Trustees in the Seine River School Division approved a $62.6M budget this week which includes a drop in education taxes and a 4.8% increase in expenditures.
The province’s educational funding is not the astronomical amount the government claims it to be, says Wendy Bloomfield, Chair of the Seine River School Board.
To comply with the province’s mandate on local taxation for education, the mill rate is going down in Seine River, dropping by 10.7% which will result in a decrease of $194.37 on the education portion of the tax bill for homes valued at $300,000.
The mill rate is going down thanks to growth and increased assessment.
When looking at the provincial funding for Seine River and comparing it to expenses, Bloomfield says the division is looking at a very plain budget as they find ways to maintain what they have.
“I don’t think there will be a lot of enhancements,” she says.
In early February, the province announced a 6.1% increase in operational funding for Manitoba schools.
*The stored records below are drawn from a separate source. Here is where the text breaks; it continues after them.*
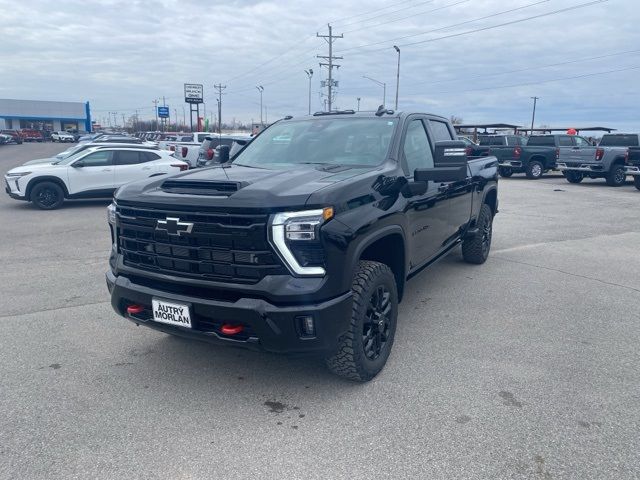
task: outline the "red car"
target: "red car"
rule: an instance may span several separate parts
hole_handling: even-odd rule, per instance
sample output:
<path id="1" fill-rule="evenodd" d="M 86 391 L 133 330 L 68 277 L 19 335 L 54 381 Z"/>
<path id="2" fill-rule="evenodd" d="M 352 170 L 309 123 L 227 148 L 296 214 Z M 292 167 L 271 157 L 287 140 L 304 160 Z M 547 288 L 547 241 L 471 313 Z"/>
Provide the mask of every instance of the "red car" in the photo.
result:
<path id="1" fill-rule="evenodd" d="M 22 139 L 25 142 L 44 142 L 44 135 L 42 135 L 40 130 L 23 128 L 20 131 L 20 135 L 22 135 Z"/>
<path id="2" fill-rule="evenodd" d="M 13 138 L 12 142 L 17 145 L 20 145 L 22 143 L 22 135 L 20 135 L 20 132 L 18 130 L 0 130 L 0 133 L 9 135 L 11 138 Z"/>

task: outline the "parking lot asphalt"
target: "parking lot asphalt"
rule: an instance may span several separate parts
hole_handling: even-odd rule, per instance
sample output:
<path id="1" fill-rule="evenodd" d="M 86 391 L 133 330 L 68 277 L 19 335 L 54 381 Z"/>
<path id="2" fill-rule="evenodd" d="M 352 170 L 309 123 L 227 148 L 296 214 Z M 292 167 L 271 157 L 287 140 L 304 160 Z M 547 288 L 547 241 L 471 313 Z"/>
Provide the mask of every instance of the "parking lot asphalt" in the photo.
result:
<path id="1" fill-rule="evenodd" d="M 0 147 L 0 172 L 64 149 Z M 640 192 L 500 181 L 492 254 L 407 285 L 384 371 L 119 318 L 109 201 L 0 197 L 0 478 L 640 477 Z"/>

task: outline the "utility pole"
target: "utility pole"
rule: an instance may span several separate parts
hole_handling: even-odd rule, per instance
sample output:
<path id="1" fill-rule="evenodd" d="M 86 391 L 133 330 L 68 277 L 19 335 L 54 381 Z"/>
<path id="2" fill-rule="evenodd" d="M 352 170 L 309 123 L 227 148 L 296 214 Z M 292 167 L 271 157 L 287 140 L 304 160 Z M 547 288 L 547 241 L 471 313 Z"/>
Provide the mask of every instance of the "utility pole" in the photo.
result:
<path id="1" fill-rule="evenodd" d="M 113 115 L 113 127 L 116 128 L 118 126 L 118 117 L 116 117 L 116 115 L 118 115 L 118 112 L 111 112 L 111 114 Z"/>
<path id="2" fill-rule="evenodd" d="M 218 133 L 222 133 L 222 91 L 227 88 L 227 86 L 219 83 L 214 85 L 213 88 L 218 91 Z"/>
<path id="3" fill-rule="evenodd" d="M 158 101 L 158 99 L 155 99 L 153 102 L 153 110 L 155 111 L 156 114 L 156 130 L 158 130 L 158 103 L 160 103 Z"/>
<path id="4" fill-rule="evenodd" d="M 164 95 L 162 96 L 162 106 L 166 107 L 167 106 L 167 102 L 164 98 Z M 167 129 L 167 119 L 163 118 L 162 119 L 162 131 L 164 132 Z"/>
<path id="5" fill-rule="evenodd" d="M 311 115 L 311 77 L 313 77 L 313 69 L 305 70 L 304 73 L 309 77 L 309 115 Z"/>
<path id="6" fill-rule="evenodd" d="M 533 135 L 533 122 L 536 119 L 536 103 L 538 103 L 540 97 L 531 97 L 531 99 L 533 100 L 533 115 L 531 116 L 531 132 L 529 132 L 529 135 Z"/>
<path id="7" fill-rule="evenodd" d="M 177 108 L 174 108 L 174 109 L 173 109 L 173 121 L 174 121 L 174 122 L 175 122 L 175 124 L 176 124 L 176 131 L 177 131 L 177 130 L 180 130 L 180 129 L 178 128 L 178 109 L 177 109 Z"/>
<path id="8" fill-rule="evenodd" d="M 264 87 L 262 85 L 258 85 L 256 88 L 260 92 L 260 126 L 264 127 L 264 122 L 262 121 L 262 92 L 264 92 Z"/>
<path id="9" fill-rule="evenodd" d="M 375 78 L 367 77 L 363 75 L 362 78 L 366 78 L 367 80 L 371 80 L 373 83 L 376 83 L 382 87 L 382 106 L 386 107 L 387 103 L 387 84 L 386 82 L 381 82 L 380 80 L 376 80 Z"/>
<path id="10" fill-rule="evenodd" d="M 329 105 L 329 109 L 328 111 L 331 111 L 331 103 L 333 101 L 333 98 L 331 97 L 332 95 L 332 88 L 333 88 L 333 68 L 340 68 L 340 65 L 336 65 L 333 63 L 334 60 L 342 60 L 342 57 L 334 57 L 333 56 L 333 42 L 336 38 L 343 38 L 343 35 L 334 35 L 333 34 L 333 30 L 331 28 L 331 25 L 327 25 L 327 27 L 329 27 L 329 35 L 320 35 L 319 33 L 316 33 L 316 37 L 320 37 L 320 38 L 324 38 L 325 41 L 329 44 L 329 56 L 324 56 L 324 55 L 316 55 L 317 58 L 323 58 L 325 60 L 327 60 L 326 63 L 324 62 L 320 62 L 320 68 L 322 67 L 327 67 L 329 69 L 329 80 L 327 81 L 327 92 L 328 92 L 328 105 Z"/>
<path id="11" fill-rule="evenodd" d="M 400 48 L 394 45 L 393 48 L 398 52 L 398 70 L 396 72 L 396 112 L 398 111 L 398 90 L 400 90 Z"/>
<path id="12" fill-rule="evenodd" d="M 122 114 L 122 128 L 126 126 L 126 122 L 124 121 L 124 113 Z"/>
<path id="13" fill-rule="evenodd" d="M 360 111 L 360 97 L 356 98 L 358 100 L 358 112 Z"/>

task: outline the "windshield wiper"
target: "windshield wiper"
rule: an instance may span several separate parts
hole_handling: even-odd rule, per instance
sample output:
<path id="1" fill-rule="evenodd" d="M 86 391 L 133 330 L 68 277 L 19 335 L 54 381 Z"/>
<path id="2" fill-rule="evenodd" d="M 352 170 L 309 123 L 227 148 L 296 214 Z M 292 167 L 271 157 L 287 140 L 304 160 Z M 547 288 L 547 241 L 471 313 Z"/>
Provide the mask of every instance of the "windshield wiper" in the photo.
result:
<path id="1" fill-rule="evenodd" d="M 268 168 L 264 168 L 264 167 L 256 167 L 255 165 L 245 165 L 244 163 L 235 163 L 232 162 L 231 165 L 237 165 L 239 167 L 247 167 L 247 168 L 258 168 L 260 170 L 269 170 Z"/>

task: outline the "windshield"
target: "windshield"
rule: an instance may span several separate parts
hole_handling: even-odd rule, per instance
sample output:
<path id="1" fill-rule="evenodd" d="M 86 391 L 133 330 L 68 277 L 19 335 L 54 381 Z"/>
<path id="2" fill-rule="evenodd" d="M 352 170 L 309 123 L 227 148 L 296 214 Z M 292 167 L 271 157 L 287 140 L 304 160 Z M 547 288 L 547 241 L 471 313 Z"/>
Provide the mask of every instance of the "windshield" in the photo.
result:
<path id="1" fill-rule="evenodd" d="M 387 156 L 395 118 L 313 118 L 281 122 L 255 138 L 238 165 L 288 168 L 307 163 L 376 166 Z"/>
<path id="2" fill-rule="evenodd" d="M 69 155 L 68 157 L 65 157 L 65 158 L 63 158 L 61 160 L 58 160 L 55 163 L 56 163 L 56 165 L 69 165 L 70 163 L 75 162 L 77 159 L 79 159 L 81 157 L 84 157 L 87 154 L 87 152 L 89 152 L 89 151 L 91 151 L 91 150 L 88 149 L 88 148 L 84 149 L 84 150 L 82 150 L 82 151 L 80 151 L 80 152 L 78 152 L 76 154 L 72 154 L 72 155 Z"/>
<path id="3" fill-rule="evenodd" d="M 64 152 L 60 152 L 59 154 L 57 154 L 56 158 L 59 158 L 59 159 L 67 158 L 73 155 L 74 153 L 79 152 L 80 150 L 84 150 L 85 148 L 86 148 L 85 145 L 75 145 L 71 148 L 66 149 Z"/>
<path id="4" fill-rule="evenodd" d="M 530 147 L 554 147 L 556 141 L 552 135 L 533 135 L 527 140 L 527 145 Z"/>

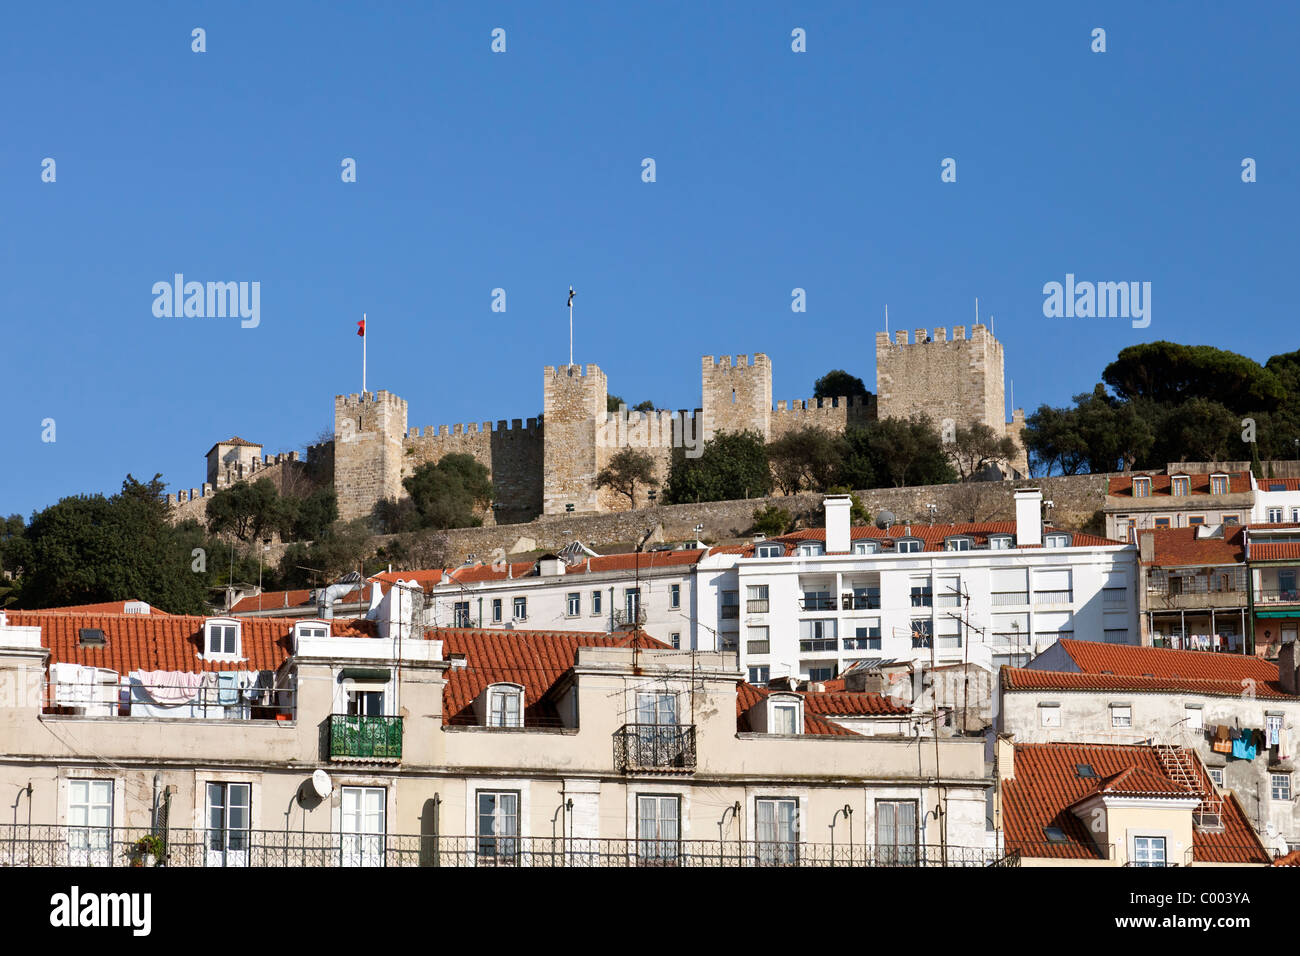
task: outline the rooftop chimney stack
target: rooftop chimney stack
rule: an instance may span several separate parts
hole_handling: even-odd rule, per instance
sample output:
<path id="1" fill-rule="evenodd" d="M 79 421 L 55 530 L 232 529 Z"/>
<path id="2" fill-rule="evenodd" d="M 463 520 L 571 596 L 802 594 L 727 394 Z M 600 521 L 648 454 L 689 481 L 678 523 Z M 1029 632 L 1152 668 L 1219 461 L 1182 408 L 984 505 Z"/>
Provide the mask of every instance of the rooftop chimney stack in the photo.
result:
<path id="1" fill-rule="evenodd" d="M 1282 690 L 1300 695 L 1300 681 L 1296 679 L 1296 642 L 1287 641 L 1277 655 L 1277 679 Z"/>
<path id="2" fill-rule="evenodd" d="M 822 503 L 826 506 L 826 553 L 847 554 L 853 498 L 850 495 L 827 495 Z"/>
<path id="3" fill-rule="evenodd" d="M 1043 493 L 1038 488 L 1016 489 L 1016 546 L 1043 543 Z"/>

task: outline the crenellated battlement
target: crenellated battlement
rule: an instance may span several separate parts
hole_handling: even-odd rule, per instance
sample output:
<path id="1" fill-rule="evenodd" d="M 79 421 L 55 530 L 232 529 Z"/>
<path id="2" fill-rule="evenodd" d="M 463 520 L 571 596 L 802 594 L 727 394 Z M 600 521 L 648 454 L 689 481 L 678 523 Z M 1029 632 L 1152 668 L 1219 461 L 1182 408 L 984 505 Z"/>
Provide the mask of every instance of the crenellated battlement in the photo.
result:
<path id="1" fill-rule="evenodd" d="M 773 411 L 807 412 L 825 408 L 869 408 L 871 399 L 865 395 L 840 395 L 837 398 L 793 398 L 779 401 Z"/>
<path id="2" fill-rule="evenodd" d="M 732 361 L 730 355 L 706 355 L 702 360 L 705 371 L 722 370 L 722 369 L 755 369 L 772 367 L 772 360 L 762 352 L 755 352 L 753 355 L 737 355 L 735 361 Z"/>
<path id="3" fill-rule="evenodd" d="M 335 395 L 334 408 L 339 409 L 357 409 L 364 408 L 368 405 L 387 405 L 394 409 L 406 410 L 406 399 L 399 398 L 392 392 L 380 390 L 378 392 L 363 392 L 357 394 L 353 392 L 350 395 Z"/>
<path id="4" fill-rule="evenodd" d="M 588 365 L 583 368 L 581 365 L 547 365 L 542 369 L 542 374 L 548 379 L 563 381 L 565 379 L 580 379 L 590 381 L 594 384 L 597 380 L 605 381 L 605 373 L 600 370 L 599 365 Z"/>
<path id="5" fill-rule="evenodd" d="M 426 425 L 423 429 L 407 429 L 406 439 L 449 438 L 453 435 L 499 435 L 503 438 L 537 437 L 541 426 L 536 418 L 525 421 L 522 418 L 500 419 L 495 427 L 492 422 L 466 422 L 463 425 Z"/>
<path id="6" fill-rule="evenodd" d="M 876 351 L 879 352 L 881 349 L 888 348 L 891 345 L 933 345 L 936 343 L 943 344 L 945 342 L 982 343 L 986 341 L 995 348 L 1002 348 L 1002 343 L 993 338 L 993 334 L 988 330 L 988 327 L 982 323 L 972 325 L 969 329 L 969 335 L 967 335 L 967 331 L 968 330 L 964 325 L 954 325 L 952 327 L 951 335 L 949 334 L 948 329 L 944 326 L 940 326 L 933 331 L 930 329 L 917 329 L 915 333 L 909 333 L 906 329 L 898 329 L 894 332 L 892 339 L 888 332 L 877 332 Z M 913 334 L 915 337 L 912 337 Z"/>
At that time, Education and Early Childhood Learning Minister Wayne Ewasko stated, “Every division will see an increase in funding next year, which will help them engage students and invest in the programs and services that will best meet the needs of local communities.”
Bloomfield says even though Seine River received a 7.1% increase in provincial funding, it is not enough to make a lot of investments because they are facing increased expenses.
“For the last number of years, because the province dictated that we had to hold salary increases to a minimum which we did, but now our employee groups are looking at what the cost of living is going up at, currently around 7 to 8% and they're wanting some catch up,” she explains.
Of the $62.6M budget, 82.3% is going toward salaries and benefits.
Bloomfield refers to the new financial plan for the division as a ‘near-status-quo' budget.
“Although the funding increase was appreciated, it's definitely not going to really allow us to increase or add programs or teachers or anything like that.”
Aside from salary increases, Bloomfield notes there are other costs that have gone up significantly.
“Gas costs of course,” she quickly points out. “We drive a million and a half kilometers a year, at least.”
The rural school division covers a large area and transportation expenses continue to rise, for fuel as well as maintenance of vehicles.
The Seine River School Division has 61 bus routes that cover 2,160 square kilometers.
Bloomfield says the cost of insurance is one area that is often overlooked by the public when they think about the cost of operating schools.
“Insurance costs have risen over 20% in the past few years,” she notes. “So, insurance for all of our buildings and liability insurance for buildings, that sort of thing, that's quite a significant impact.”